Солнечный июльский день, Рудольф Иванович, открывающий мне калитку и чему-то улыбающийся. Беседовали в небольшой комнате, где обычно работал мой собеседник. Все вокруг говорило о том, что вкусы хозяина чрезвычайно разнообразны: здесь и картины, и зарисовки, и листки с расчетами. Был он исключительно эрудированным и талантливым человеком. При этом — простым в быту: дома никаких богатств и излишеств. Богат был иным — народной любовью. Как-то в одном из чекистских клубов объявили о встрече с разведчиком. Приехал я туда с опозданием, у входа — толпа. Зал забит до отказа, а люди просят пропустить, чтобы «увидеть и послушать Абеля»…
В разговоре о моей книге с выводами он не торопился. Интонация его всегда спокойная, оценки — взвешенные. Он как бы призывал и меня дать более полный и глубокий обзор описанных в этой работе событий. В конце нашего разговора я искренне порадовался: мою рукопись ее главный герой одобрил.
Когда покидал гостеприимный домик, вечер казался теплым, легкий ветерок ласкал лицо. Деревья весело покачивали ветвями, птицы разноголосо прославляли этот мир…
Прошло несколько месяцев, и вдруг 17 ноября 1971 года — некролог в газете «Красная звезда».

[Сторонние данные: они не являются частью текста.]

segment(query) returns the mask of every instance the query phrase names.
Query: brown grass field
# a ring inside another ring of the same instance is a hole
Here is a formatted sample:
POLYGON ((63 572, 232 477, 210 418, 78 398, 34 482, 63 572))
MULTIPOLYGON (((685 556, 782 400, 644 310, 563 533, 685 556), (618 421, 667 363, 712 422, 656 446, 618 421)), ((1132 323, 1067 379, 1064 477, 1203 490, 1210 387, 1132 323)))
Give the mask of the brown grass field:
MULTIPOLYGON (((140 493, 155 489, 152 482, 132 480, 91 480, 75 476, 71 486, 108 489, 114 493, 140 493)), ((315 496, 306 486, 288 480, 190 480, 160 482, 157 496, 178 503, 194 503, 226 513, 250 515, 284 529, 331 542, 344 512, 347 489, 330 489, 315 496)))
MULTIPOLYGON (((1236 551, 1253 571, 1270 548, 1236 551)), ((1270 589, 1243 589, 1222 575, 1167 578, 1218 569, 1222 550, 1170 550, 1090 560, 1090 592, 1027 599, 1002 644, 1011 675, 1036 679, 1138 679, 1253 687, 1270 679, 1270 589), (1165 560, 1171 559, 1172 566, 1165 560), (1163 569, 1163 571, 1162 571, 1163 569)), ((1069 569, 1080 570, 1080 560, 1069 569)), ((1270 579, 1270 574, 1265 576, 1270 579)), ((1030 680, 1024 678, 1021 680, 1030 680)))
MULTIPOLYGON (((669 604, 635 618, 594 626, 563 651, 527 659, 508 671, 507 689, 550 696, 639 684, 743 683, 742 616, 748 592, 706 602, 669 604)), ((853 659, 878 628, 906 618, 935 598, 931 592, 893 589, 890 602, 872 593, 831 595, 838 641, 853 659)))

Рукопись мою «Абель в стане врагов» краснодарский журнал «Кубань» опубликовал уже после кончины Рудольфа Ивановича. Лет пробежало с той поры много, но когда думаю о нем, мысли эти доставляют мне чувство радости. Благодарен я судьбе за то, что свела с ним и позволила учиться искусству жизни. Прислушиваясь к советам Рудольфа Ивановича, всегда потом убеждался, насколько он прав.
И еще признание. Порой мне казалось, что он не просто сотрудник разведки, а нечто более — словно бы посланник какой-то высшей субстанции, помогавший своей стране отстоять безопасность, а значит, сделать жизнь народа спокойной и достойной.
Писатель под грифом «секретно»
Банально, а что поделаешь: если человек талантлив, то во всем. Но тут давайте не переигрывать. Основные таланты разведчика-нелегала Фишера проявились все же не в шелкографии, и даже не в любимой живописи, и не в писательстве. Хотя, вернувшись домой из Штатов, Вильям Генрихович помимо основной работы с удовольствием брался и за другие дела, далекие от его профессии.